After being born with a range of physical challenges that had seen him endure a dozen major and minor surgical procedures by age five, my son Harrison required a nurse to visit him at school twice a day for the first two essential years of his education.
Without this support – which would not be available without government funding – Harrison would have suffered huge setbacks to his academic and social development.
Australia’s federal education minister, Simon Birmingham, is determined to slash billions of dollars from our nation’s schools by cancelling Gonski agreements designed to ensure disadvantaged, disabled and special-needs students get the support they need to learn and thrive. It’s students like Harrison who’ll suffer.
This says everything we need to know about the values of the Turnbull government and the priorities of the South Australian senator Birmingham.
Birmingham pays no respect to Australia’s teachers and students. He’s seeking to divide states, education sectors and parents against one another to detract from the unassailable fact you can do more for struggling students with the $4.5bn promised for the years 2018-19 than without it.
It’s basic maths.
He can draw attention to differences between the various agreements signed with state governments, he can make wealthy parents feel hard-done-by because kids from the poorest families receive more federal financial support, and he can run the tired argument that quality is more important than quantity when it comes to results – but all this is obfuscation.
Put simply, you can’t do as much with Birmingham’s pledge of an extra $1.2bn for the three years of 2018-20 as you can with the Gonski agreements’ $4.5bn over 2018-19.
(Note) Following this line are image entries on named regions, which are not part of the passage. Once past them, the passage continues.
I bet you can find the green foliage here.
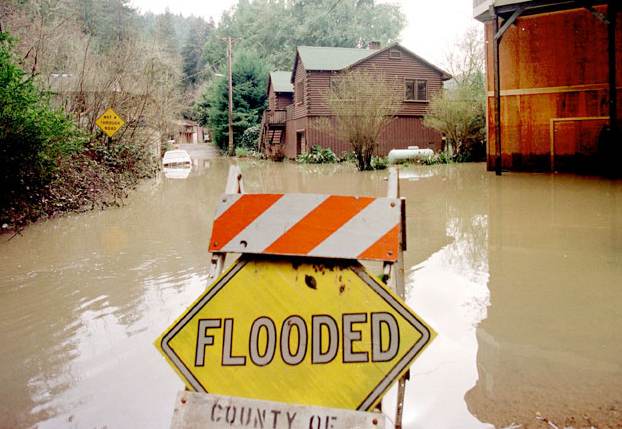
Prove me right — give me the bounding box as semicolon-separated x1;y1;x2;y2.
235;146;263;158
204;0;405;70
0;33;86;217
0;32;158;232
240;124;261;151
296;145;339;164
371;156;389;170
197;50;269;149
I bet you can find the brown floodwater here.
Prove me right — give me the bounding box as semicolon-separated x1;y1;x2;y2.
0;159;622;429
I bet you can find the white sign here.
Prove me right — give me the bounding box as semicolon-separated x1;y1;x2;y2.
171;391;386;429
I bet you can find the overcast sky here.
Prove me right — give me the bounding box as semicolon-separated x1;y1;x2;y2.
131;0;482;66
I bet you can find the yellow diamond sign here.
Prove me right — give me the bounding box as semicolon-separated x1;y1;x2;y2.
156;257;435;410
95;108;125;137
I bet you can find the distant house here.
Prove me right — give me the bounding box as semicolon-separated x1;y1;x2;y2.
261;43;451;158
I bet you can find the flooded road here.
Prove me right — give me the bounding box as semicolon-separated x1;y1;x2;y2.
0;160;622;429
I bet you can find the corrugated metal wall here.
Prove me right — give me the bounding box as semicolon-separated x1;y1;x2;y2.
486;7;622;171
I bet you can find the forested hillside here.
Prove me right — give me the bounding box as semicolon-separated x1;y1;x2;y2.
0;0;404;231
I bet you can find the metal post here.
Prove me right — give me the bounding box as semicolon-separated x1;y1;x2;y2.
227;37;235;156
492;13;502;176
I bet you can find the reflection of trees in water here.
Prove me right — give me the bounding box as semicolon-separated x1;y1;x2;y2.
444;211;488;283
240;160;388;196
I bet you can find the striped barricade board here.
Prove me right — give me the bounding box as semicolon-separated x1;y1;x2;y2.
209;194;401;261
155;181;436;424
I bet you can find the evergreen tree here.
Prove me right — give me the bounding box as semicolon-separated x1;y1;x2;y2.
198;49;269;149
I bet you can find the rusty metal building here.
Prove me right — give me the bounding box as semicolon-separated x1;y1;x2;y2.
474;0;622;174
261;43;451;158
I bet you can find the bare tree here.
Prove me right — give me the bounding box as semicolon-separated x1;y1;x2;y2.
316;70;401;170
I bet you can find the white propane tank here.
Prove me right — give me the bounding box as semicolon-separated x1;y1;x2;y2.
389;146;434;164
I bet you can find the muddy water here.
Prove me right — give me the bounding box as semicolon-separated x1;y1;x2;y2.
0;160;622;429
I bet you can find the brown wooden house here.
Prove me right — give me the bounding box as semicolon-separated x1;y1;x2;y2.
474;0;622;174
262;43;451;158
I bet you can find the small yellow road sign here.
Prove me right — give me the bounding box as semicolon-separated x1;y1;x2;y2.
156;256;435;410
95;108;125;137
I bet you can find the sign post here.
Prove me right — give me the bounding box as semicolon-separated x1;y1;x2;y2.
95;108;125;137
156;167;436;427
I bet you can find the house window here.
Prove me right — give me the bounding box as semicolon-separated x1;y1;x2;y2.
389;48;402;58
404;79;428;101
296;81;305;104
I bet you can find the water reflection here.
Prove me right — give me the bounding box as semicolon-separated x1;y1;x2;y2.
385;167;491;428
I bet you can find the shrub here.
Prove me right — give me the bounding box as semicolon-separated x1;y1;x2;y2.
296;145;338;164
236;124;261;150
339;151;356;163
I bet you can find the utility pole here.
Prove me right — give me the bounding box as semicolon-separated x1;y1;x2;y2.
227;37;235;156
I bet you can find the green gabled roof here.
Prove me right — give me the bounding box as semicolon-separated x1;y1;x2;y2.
270;71;294;92
298;46;377;70
290;43;451;80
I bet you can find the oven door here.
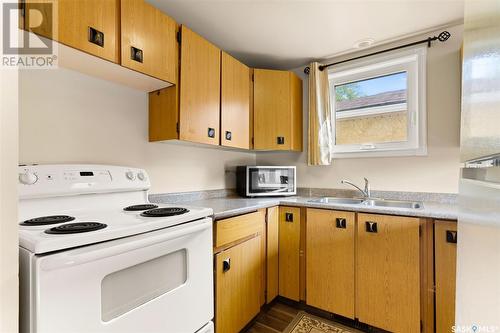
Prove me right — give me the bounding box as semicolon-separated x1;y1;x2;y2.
30;219;213;333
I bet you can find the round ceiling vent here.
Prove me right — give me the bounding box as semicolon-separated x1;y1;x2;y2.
354;38;375;49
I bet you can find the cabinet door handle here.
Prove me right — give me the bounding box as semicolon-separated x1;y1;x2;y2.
222;258;231;273
88;27;104;47
130;46;144;63
365;221;378;233
446;230;457;244
335;217;347;229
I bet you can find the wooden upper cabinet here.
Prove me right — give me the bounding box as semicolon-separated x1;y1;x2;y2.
356;214;420;333
119;0;179;84
24;0;120;63
306;208;356;319
434;221;457;333
179;26;221;145
278;206;301;301
253;69;302;151
220;52;251;149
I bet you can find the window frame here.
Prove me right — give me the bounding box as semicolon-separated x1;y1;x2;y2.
328;46;427;158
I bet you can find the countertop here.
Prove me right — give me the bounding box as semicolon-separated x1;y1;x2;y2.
182;196;458;220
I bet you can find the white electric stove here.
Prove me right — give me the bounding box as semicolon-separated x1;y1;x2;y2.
19;165;213;333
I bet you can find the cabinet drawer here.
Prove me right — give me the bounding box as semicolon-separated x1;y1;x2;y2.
214;211;265;248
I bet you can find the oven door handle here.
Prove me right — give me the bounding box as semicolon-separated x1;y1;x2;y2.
41;218;212;270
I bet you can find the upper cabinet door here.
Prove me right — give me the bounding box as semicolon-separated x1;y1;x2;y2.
254;69;302;151
24;0;120;63
179;26;221;145
221;52;250;149
121;0;179;84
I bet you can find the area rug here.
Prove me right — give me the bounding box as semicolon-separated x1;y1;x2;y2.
283;311;361;333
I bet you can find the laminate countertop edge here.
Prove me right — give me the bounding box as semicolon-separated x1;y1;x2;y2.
150;195;458;220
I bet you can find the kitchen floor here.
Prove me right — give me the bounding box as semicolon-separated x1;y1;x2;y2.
243;300;370;333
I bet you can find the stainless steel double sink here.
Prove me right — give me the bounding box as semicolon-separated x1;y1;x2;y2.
308;197;424;209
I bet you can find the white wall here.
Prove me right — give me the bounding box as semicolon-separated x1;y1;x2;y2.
0;50;19;333
19;69;255;193
257;25;463;193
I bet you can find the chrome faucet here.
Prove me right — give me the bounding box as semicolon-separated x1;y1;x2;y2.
340;178;371;199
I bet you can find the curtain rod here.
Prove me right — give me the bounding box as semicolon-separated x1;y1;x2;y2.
304;30;451;74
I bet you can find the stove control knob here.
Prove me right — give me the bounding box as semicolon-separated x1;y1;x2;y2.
19;171;38;185
125;171;135;180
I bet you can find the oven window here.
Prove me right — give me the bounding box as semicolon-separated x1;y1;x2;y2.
101;249;187;322
248;168;295;193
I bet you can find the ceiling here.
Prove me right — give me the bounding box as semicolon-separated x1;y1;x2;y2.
148;0;464;69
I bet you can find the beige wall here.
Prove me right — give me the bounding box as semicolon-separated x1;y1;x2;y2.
0;67;18;333
19;69;255;193
257;26;463;193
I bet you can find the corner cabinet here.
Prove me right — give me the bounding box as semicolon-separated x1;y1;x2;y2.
24;0;120;63
356;214;421;333
220;52;251;149
253;69;302;151
179;26;221;145
306;209;356;319
434;221;457;333
215;236;262;333
278;206;302;301
120;0;179;84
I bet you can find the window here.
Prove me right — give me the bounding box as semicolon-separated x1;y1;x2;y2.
328;47;427;157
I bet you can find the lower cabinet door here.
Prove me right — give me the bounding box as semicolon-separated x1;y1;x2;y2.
278;206;301;301
215;235;262;333
434;221;457;333
356;214;420;333
306;208;355;319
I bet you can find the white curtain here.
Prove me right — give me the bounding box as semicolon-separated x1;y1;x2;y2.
307;62;332;165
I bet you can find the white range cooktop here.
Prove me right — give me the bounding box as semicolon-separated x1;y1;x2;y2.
19;165;213;254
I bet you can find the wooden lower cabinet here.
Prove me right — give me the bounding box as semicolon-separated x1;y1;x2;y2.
215;235;262;333
266;207;279;304
434;221;457;333
278;206;301;301
356;214;420;333
306;208;355;319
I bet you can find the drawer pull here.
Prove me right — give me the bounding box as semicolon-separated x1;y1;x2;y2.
335;217;347;229
222;258;231;273
446;230;457;244
365;221;378;233
130;46;144;63
88;27;104;47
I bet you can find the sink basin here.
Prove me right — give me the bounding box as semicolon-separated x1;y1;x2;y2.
309;197;363;205
363;199;424;209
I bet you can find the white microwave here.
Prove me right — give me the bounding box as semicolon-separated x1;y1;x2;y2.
236;165;297;197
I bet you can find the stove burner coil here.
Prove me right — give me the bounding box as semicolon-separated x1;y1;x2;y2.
123;204;158;212
21;215;75;226
141;207;189;217
45;222;107;235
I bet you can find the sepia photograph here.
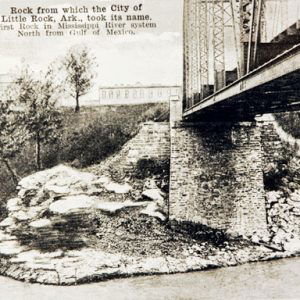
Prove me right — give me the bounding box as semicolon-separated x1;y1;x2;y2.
0;0;300;300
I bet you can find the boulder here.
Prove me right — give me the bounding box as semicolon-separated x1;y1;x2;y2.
140;202;167;222
6;198;22;212
96;201;148;214
0;241;26;255
29;219;52;228
104;182;132;194
142;189;164;202
283;239;300;253
49;195;99;214
0;217;15;228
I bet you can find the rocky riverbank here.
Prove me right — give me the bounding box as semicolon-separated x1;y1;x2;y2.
0;165;297;285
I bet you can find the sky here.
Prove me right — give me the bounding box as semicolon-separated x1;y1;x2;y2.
0;0;182;96
0;0;300;101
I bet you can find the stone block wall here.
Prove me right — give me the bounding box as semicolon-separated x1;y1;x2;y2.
170;122;267;235
258;121;284;169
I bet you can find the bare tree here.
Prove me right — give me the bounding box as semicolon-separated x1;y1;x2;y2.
12;66;62;170
62;46;96;112
0;102;26;184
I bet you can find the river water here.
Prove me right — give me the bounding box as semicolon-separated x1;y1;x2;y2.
0;258;300;300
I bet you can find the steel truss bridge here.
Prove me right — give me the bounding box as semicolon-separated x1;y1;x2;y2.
183;0;300;121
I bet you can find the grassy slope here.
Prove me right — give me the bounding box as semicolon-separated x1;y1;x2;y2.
0;104;168;214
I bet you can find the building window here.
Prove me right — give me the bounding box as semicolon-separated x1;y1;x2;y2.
125;90;129;99
149;89;153;99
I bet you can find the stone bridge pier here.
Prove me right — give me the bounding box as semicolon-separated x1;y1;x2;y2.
169;121;276;236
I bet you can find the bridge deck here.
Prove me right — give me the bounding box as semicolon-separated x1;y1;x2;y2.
183;44;300;120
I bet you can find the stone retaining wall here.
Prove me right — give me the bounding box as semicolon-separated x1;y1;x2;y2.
170;122;267;235
103;122;170;170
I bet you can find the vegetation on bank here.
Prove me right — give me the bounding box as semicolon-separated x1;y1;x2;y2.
0;104;168;202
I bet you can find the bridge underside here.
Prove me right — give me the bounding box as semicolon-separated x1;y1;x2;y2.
183;44;300;121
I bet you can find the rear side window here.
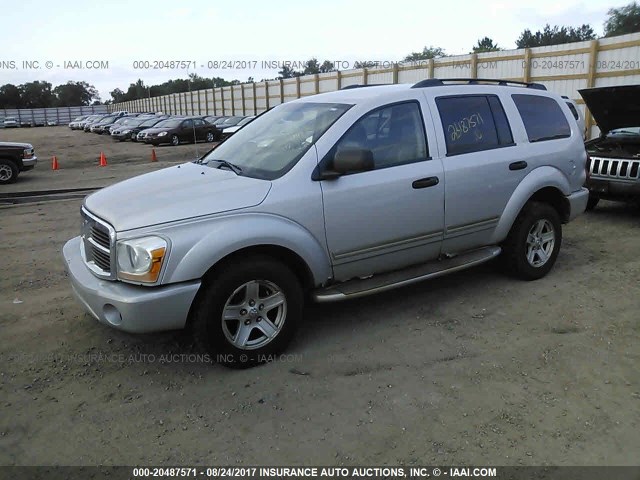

No amount of “improved quality” can meet this need. For my son, it’s a health condition that required an extra set of hands with particular skills. For other kids, it’s learning difficulties that need one-on-one tutoring or small-group sessions with a specialist teacher.
For students with a disability, from culturally and linguistically diverse backgrounds or facing other challenges to having an equitable chance of success the kind of support they need would be different again – but all with one common factor: if you don’t have money to hire extra staff or broker in specialist interventions these children will be left behind.
Birmingham likes to argue that he’s still planning on distributing education funding on the basis of need. But he’s neglecting logic: his funding pledge simply can’t hire as many extra teachers, support staff or specialist teams. Every dollar cut from education means a child like Harrison has less opportunity to reach their potential.
In South Australia, which both Birmingham and I both call home, cancelling the Gonski agreement will mean $335m less to give our students a more equal chance to thrive. The Gonski reforms identify kids in most need – this $335m ensures schools have money to meet those needs. Seeking to break the agreement with our state means Birmingham will remove educational support from the children who need it most.
The Turnbull government sees the Gonski agreements as an opportunity to make budget savings rather than as an investment in a prosperous future. We know children who receive a good education are less likely to rely on social services or require the spending of corrections resources and more likely to find secure work, pay tax and assist in their future offspring’s own education.
Seeking to balance the national budget on the backs of disadvantaged students is not only harmful to educational success, it damages the future of our community and economy.
If he succeeds in breaking the Gonski agreements, Birmingham’s legacy will be wrecking the opportunity for thousands of children to learn, thrive and contribute to the future prosperity of our state and nation.